The views from Monserrate are amazing. I also enjoyed the change in flora once up there. In spite of the heavy tourist presence it also has a feeling of peace and calm: I suppose it’s just an effect of getting out of the city and seeing it from afar.

When the time came to descend again we had hoped to go in the cable car another time but the queues were so long that there was an attendant directing people away to instead take the funicular which is a kind of slanted train to accommodate the angle of the slope. After another wait in a queue we were actually glad that circumstance had led us to take a different method down as it was another kind of experience. Whichever way you ascend or descend it is good fun and if you are lucky enough to get to the window a great view all the way. We didn’t get to try going on foot. A few taxi drivers had assured us that there young nephews could do it or that they had done it as a child but we still didn’t fancy getting halfway up or down and then finding that we needed to carry Rosa. In a few years time I think that we would do the hike on foot.

We now arrived at the main event of our stay in Bogotá which was Zia’s 9th Birthday! The day before we’d had a couple of last minute challenges trying to find balloons and candles for the cake Rachael had made. At that point Bogotá had become a bit of a ghost town. It was great at first until we found that along with all the people leaving almost every shop had shut. After a lengthy search Rosa and I managed to track down at least a handful of balloons and a pack of candles spelling out ‘feliz dia’. The morning began with presents being opened. It was very beautiful. There were not a lot of presents and she knew what each of them was going to be but she was very happy with everything that she received and for the day that we had planned. Once presents were done we were off out for our first experience with ‘bubble tea’. We knew little about this until Zia discovered it through her blossoming interest in all things Japanese. It’s a kind of milkshake with tapioca balls in it and an oversized straw through which to drink the ‘bubbles’. We were fortunate that we had been able to draw on Charlie’s experience of Bogotá to find out where we could get some bubble tea and so that morning we were off to T4 which is a well-known chain. Zia was very happy and we were lucky that circumstance had brought us to somewhere that it was so easy to grant this particular birthday wish; back home it would have meant a trip to London for the day!

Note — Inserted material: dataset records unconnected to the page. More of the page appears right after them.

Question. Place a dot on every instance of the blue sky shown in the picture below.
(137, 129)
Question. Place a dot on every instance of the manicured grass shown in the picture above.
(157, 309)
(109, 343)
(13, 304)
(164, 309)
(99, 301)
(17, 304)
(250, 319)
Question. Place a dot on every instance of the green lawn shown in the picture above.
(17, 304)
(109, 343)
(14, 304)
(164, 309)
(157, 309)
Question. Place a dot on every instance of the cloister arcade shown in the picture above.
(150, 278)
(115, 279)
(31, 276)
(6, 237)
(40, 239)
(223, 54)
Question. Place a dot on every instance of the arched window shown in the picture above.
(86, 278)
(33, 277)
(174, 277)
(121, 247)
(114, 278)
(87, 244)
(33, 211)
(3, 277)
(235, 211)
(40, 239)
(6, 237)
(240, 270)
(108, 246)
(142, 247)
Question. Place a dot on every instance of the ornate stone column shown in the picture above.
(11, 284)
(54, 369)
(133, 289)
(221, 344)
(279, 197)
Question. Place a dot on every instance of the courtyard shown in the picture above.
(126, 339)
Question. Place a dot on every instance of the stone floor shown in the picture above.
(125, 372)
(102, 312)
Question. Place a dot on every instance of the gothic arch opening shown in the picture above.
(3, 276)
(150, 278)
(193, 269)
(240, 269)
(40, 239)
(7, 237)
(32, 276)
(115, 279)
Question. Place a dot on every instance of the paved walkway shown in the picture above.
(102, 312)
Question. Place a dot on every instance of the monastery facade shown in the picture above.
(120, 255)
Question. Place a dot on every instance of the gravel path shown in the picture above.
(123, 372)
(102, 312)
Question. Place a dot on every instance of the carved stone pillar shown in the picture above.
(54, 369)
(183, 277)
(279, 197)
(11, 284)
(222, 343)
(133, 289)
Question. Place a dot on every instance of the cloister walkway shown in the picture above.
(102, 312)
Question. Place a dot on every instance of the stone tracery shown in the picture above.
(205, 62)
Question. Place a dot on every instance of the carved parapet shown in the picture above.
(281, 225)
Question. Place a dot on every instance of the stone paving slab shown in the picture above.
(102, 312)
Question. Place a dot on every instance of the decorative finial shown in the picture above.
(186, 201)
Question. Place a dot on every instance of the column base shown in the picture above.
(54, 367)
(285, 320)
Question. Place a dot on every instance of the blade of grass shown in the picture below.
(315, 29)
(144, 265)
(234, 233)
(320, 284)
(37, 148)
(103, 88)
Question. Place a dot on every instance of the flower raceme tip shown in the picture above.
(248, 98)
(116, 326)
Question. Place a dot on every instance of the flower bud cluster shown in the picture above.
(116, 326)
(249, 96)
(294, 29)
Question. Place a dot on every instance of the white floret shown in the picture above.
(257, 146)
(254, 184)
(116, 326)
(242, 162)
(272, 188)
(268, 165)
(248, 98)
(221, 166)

After bubble tea the next birthday wish was to go for sushi. We ended up going to a chain called Wok which seems to be a slightly more upmarket version of Wagamama. The food was excellent and in particular Zia’s rainbow sushi was a real success.

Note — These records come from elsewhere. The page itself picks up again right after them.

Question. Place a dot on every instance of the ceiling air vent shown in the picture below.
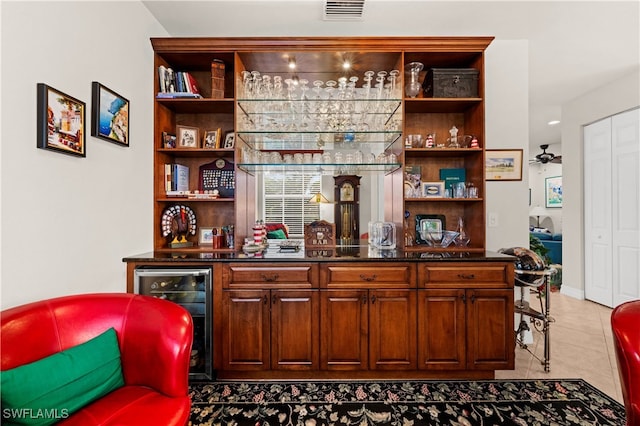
(343, 10)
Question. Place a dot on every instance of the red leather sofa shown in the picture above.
(625, 324)
(154, 337)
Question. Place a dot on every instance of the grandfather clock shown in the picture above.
(347, 210)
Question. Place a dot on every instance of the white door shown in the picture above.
(625, 147)
(598, 285)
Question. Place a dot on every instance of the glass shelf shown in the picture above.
(313, 140)
(324, 168)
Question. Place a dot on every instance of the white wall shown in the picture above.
(66, 221)
(507, 127)
(610, 99)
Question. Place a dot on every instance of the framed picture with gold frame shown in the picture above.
(187, 137)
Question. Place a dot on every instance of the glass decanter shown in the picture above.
(413, 84)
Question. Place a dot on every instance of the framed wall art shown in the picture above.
(60, 122)
(109, 114)
(229, 140)
(503, 164)
(211, 139)
(553, 192)
(187, 137)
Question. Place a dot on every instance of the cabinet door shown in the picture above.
(344, 324)
(490, 335)
(441, 329)
(245, 322)
(392, 329)
(294, 329)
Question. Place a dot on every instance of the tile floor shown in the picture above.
(581, 346)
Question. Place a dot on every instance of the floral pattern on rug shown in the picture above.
(403, 403)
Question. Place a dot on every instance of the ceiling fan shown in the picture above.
(546, 157)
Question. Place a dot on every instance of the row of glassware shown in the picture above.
(376, 85)
(253, 156)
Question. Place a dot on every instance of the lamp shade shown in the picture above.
(318, 198)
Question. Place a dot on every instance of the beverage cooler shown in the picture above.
(190, 288)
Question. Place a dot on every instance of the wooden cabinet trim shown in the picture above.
(368, 275)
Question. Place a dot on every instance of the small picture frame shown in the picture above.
(61, 122)
(229, 140)
(433, 189)
(110, 115)
(553, 192)
(187, 137)
(503, 164)
(211, 139)
(205, 236)
(168, 140)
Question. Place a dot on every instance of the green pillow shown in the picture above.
(52, 388)
(277, 234)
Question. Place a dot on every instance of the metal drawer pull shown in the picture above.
(467, 276)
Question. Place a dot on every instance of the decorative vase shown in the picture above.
(413, 84)
(462, 240)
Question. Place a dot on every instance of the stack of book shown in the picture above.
(176, 84)
(217, 79)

For parents, birthdays can be stressful trying to get everything to come together. This birthday in Bogotá had gone surprisingly well and Zia had a wonderful day. I think that for her the whole thing had been a fun adventure. For parents birthdays are also days that you reflect upon your children. They are reminders of that first day when you met them and a chance to look at them now and cast back through your memories to see how they are changing and also to see the characteristics which seem to have always been there. On this particular birthday we got to look at Zia through that lens and see what a wonderful child she has become. On the other side of the world, away from all of her friends and familiar surroundings and with just a handful of presents she was a joy from start to finish. As a family we had worked together to find what we could do in the absence of all of these things to make her day special and memorable. Looking back now we know that it was a birthday that she will always remember – her 9th birthday spent in Bogotá trying bubble tea and sushi with her Mum, Dad, little sister and Loli the kitten.